About 250,000 people are already out of work due to a virus in Victoria state, and new sector restrictions mean that number will likely double, Andrews said. Around 500,000 people currently work from home.
“The full impact of this pandemic, which is now months old, will take us years to recover. There is no doubt about it, ”he said.
The hard measures will be “very difficult but that is what is necessary” to bring down the number of coronaviruses, he said, “so after six weeks we have every chance to regain control”.
“It’s hard to imagine what a stage five might look like. But it would radically change the way people live. Not only the rules on when and where you can shop, but also the restrictions on purchases, ”said Andrews, referring to the toughest measures likely to be implemented in the future. .
Residents of Melbourne had already been under strict measures for most of July after the region was identified as the epicenter of Australia’s second wave.
Ben Fessey, 30, an agricultural commodities broker living in Melbourne said there was “a heavy mood in the streets” before the new restrictions took effect on Sunday.
“We have the impression that it has just been underway,” he said, adding that the different measures “merge”.
Fessey said there was some frustration but “no feeling that there were any marches or protests from what I saw. Everyone is always pretty on board for the greatest good. ”
Outside of metropolitan Melbourne, the Victoria area will be subject to third stage restrictions from midnight Wednesday, meaning cafes, bars and restaurants must be closed. All schools in Victoria will also return to e-learning.
Police on patrol have been frequent in Melbourne, as authorities seek to enforce rules relating to leaving home and compulsory wearing of face masks.

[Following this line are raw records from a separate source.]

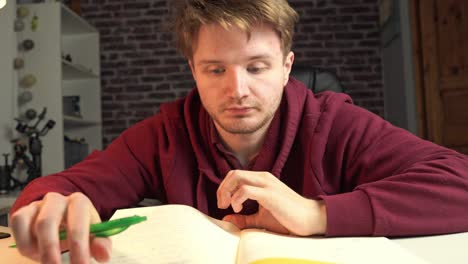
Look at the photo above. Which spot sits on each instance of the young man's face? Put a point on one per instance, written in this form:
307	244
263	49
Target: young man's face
240	80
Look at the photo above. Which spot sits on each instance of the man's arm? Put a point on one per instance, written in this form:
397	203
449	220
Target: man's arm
117	177
394	184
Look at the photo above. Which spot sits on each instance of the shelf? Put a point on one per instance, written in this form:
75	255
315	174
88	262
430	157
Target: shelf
72	71
74	24
73	121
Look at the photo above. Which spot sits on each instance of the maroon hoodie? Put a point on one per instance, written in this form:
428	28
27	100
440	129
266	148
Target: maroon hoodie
375	179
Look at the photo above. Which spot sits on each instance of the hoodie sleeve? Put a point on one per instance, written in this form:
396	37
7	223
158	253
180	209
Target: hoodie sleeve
392	183
117	177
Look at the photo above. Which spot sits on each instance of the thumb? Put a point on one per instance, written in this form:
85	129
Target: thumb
241	221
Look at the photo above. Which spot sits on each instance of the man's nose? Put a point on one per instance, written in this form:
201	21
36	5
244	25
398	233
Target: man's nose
236	84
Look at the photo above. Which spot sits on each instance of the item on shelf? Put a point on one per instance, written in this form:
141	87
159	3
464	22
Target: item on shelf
28	81
25	97
34	23
18	63
33	161
5	176
22	12
71	106
30	114
76	150
19	25
68	58
28	44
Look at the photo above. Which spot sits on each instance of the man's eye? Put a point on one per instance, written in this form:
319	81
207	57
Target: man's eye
218	71
255	69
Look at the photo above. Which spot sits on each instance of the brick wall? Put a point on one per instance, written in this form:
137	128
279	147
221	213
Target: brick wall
141	68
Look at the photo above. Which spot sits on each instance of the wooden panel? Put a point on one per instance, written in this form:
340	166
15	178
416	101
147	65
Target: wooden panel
430	61
455	108
452	27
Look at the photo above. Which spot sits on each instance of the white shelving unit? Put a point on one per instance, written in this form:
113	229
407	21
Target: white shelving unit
61	32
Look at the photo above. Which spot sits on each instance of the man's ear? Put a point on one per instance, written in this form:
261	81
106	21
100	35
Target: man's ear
288	62
192	69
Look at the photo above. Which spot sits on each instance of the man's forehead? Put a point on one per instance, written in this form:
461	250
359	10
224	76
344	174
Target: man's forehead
261	42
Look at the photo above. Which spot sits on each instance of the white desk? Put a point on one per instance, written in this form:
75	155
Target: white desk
442	249
450	249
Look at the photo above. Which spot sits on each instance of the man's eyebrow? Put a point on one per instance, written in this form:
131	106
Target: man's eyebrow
251	58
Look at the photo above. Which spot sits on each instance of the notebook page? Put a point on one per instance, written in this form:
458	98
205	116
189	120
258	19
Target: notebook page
174	234
258	244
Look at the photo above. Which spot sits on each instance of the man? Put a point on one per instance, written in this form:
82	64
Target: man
254	147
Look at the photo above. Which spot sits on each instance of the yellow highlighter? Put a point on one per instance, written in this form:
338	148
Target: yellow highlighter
287	261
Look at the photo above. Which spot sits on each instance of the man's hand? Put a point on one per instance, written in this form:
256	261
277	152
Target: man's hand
36	228
281	209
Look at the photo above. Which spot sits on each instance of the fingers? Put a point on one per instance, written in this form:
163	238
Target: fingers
101	248
236	180
46	227
21	222
79	218
36	229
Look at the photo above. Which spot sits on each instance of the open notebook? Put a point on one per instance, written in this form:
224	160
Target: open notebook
182	234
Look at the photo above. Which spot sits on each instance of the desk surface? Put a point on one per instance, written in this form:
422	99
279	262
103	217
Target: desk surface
434	249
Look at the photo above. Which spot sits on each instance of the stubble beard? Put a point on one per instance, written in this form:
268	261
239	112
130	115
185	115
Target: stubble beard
248	124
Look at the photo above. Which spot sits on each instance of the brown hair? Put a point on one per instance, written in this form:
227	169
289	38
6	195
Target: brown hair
190	15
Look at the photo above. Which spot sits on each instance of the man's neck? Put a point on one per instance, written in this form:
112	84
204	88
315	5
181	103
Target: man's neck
244	146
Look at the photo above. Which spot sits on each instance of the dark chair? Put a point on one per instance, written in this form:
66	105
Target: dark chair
316	79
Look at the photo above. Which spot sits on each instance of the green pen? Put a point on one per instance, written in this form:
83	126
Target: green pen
108	228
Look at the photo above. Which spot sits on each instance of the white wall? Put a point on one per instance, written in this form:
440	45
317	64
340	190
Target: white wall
8	78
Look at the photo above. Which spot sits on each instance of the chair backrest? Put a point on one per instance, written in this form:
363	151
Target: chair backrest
316	79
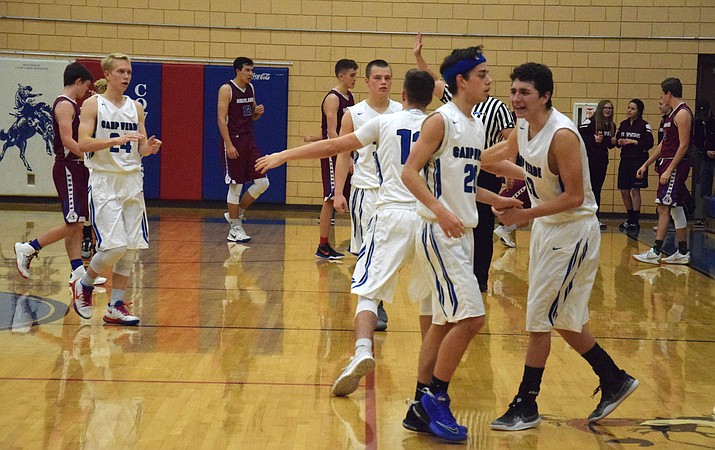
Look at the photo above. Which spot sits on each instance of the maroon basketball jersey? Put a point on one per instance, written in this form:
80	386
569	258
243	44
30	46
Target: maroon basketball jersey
671	140
344	103
61	154
240	109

Australian Defense Minister Linda Reynolds said on Saturday that an additional 500 members of the Australian Defense Force were waiting to join 1,400 soldiers who were already helping the coronavirus response in Victoria.
How did it get so bad?
The spike in cases and the month-long restrictions made Melbourne an outlier to the rest of the country.
New South Wales reported 13 new cases on Sunday, South Australia two and Queensland recorded no cases.

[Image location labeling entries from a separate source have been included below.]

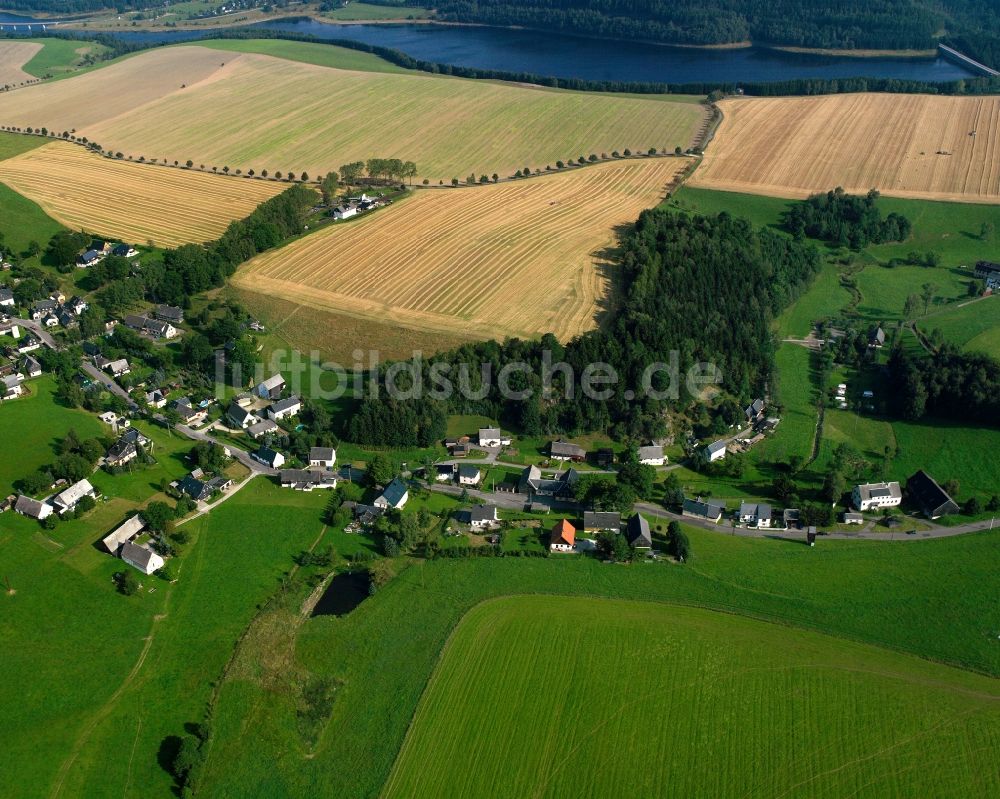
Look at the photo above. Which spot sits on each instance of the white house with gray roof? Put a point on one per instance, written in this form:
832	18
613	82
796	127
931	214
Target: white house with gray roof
876	495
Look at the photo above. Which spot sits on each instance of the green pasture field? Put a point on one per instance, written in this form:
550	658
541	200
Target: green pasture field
824	298
931	599
532	722
884	290
60	56
91	695
40	422
323	55
972	325
12	144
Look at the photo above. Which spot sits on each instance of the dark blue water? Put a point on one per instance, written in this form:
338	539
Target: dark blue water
593	59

Andrews said Sunday that the state had 760 “mystery cases” where “we cannot trace the source of this person’s infection.”
“These mysteries and this community transmission are in many ways our biggest challenge and the reason why we need to switch to a different set of rules,” Andrews said.

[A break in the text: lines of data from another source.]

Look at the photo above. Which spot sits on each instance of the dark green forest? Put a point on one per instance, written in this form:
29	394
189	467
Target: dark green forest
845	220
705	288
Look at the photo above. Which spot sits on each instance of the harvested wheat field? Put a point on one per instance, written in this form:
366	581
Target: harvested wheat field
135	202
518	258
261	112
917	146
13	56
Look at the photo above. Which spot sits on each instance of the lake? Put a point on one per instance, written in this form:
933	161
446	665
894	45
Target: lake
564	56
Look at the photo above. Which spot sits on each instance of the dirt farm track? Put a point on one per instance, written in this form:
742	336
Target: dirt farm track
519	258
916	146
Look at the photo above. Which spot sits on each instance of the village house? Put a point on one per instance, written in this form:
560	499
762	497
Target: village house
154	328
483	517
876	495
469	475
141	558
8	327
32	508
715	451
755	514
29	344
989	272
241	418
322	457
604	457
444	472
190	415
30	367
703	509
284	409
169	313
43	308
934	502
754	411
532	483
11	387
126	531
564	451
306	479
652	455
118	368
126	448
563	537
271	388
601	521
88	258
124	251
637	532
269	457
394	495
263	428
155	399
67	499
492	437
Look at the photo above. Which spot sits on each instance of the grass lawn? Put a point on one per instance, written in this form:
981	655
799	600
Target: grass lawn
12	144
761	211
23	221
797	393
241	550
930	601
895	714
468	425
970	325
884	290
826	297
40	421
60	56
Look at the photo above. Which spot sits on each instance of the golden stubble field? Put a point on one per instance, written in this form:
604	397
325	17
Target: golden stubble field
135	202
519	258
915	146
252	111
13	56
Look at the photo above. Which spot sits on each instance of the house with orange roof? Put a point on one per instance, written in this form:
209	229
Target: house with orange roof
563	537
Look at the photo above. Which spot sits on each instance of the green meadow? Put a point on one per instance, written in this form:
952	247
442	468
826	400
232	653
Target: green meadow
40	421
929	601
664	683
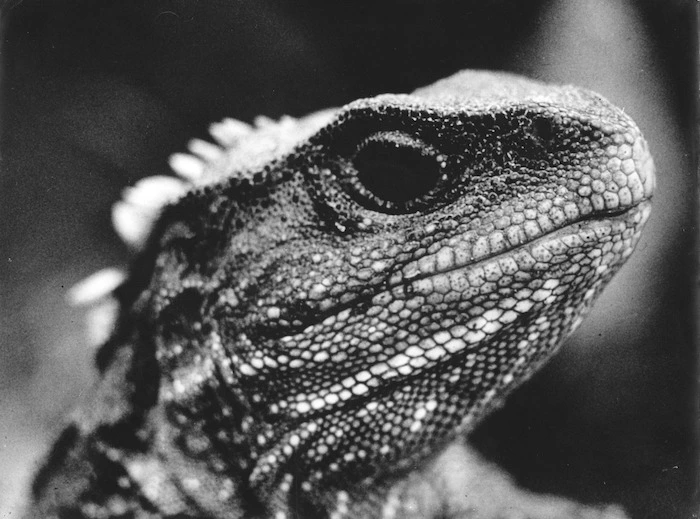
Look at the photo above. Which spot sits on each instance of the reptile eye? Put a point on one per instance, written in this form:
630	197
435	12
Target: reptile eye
395	172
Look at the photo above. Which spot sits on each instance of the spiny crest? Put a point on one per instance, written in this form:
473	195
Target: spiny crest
237	149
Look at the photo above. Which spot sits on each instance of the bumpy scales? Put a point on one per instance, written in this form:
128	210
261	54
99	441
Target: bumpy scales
314	324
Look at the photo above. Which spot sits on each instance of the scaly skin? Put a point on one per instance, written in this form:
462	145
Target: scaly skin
313	328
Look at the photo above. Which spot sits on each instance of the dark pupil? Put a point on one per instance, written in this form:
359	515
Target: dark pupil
396	172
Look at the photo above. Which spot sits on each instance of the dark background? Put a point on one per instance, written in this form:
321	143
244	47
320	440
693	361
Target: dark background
95	95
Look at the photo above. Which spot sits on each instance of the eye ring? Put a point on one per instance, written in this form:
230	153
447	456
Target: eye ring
395	173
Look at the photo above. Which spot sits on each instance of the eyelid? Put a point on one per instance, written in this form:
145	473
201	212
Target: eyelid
395	173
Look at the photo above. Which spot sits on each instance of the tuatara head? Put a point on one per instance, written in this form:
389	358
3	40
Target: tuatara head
372	280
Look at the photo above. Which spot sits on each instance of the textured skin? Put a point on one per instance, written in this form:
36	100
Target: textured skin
299	339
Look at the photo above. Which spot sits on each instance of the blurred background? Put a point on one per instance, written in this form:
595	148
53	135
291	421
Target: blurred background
95	95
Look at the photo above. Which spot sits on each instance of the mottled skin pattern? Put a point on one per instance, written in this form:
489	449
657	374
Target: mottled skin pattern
312	330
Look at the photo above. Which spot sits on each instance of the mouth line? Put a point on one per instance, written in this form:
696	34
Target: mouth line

Professor Sharon Lewin, director of the Peter Doherty Institute for Infection and Immunity, said the increases in numbers seen in Victoria were not happening in the rest of Australia.
“What happened in Melbourne was breaches in the quarantine, the transmission of people in quarantine to security guards in these hotels, and then the spread among the communities linked to those security guards,” Lewin said.
Australian officials last month opened a judicial inquiry amid allegations a new coronavirus outbreak in Victoria was triggered by some contract workers not following protocols at a hotel used to quarantine arrivals international – including having had sex with people under lock and key.
“We have also had outbreaks in certain industries, which is quite common around the world. We are also seeing outbreaks in housing projects so we are seeing different communities affected which is much more difficult now. So the problem is bigger, ”said Lewin.
Andrews said on Friday that more than 130 people – one in four of those who tested positive – were caught defying orders to stay at home. The firing teams sent to check for infected people were increased to 34 teams of three, he said.
Victoria Opposition Leader Michael O’Brien on Sunday blamed the government’s’ failures’ on ‘hotel quarantine, testing and contact tracing that led millions of Victorians to be subjected to the most restrictions. most severe in our history ”.
CNN’s Rob Picheta contributed reporting and writing.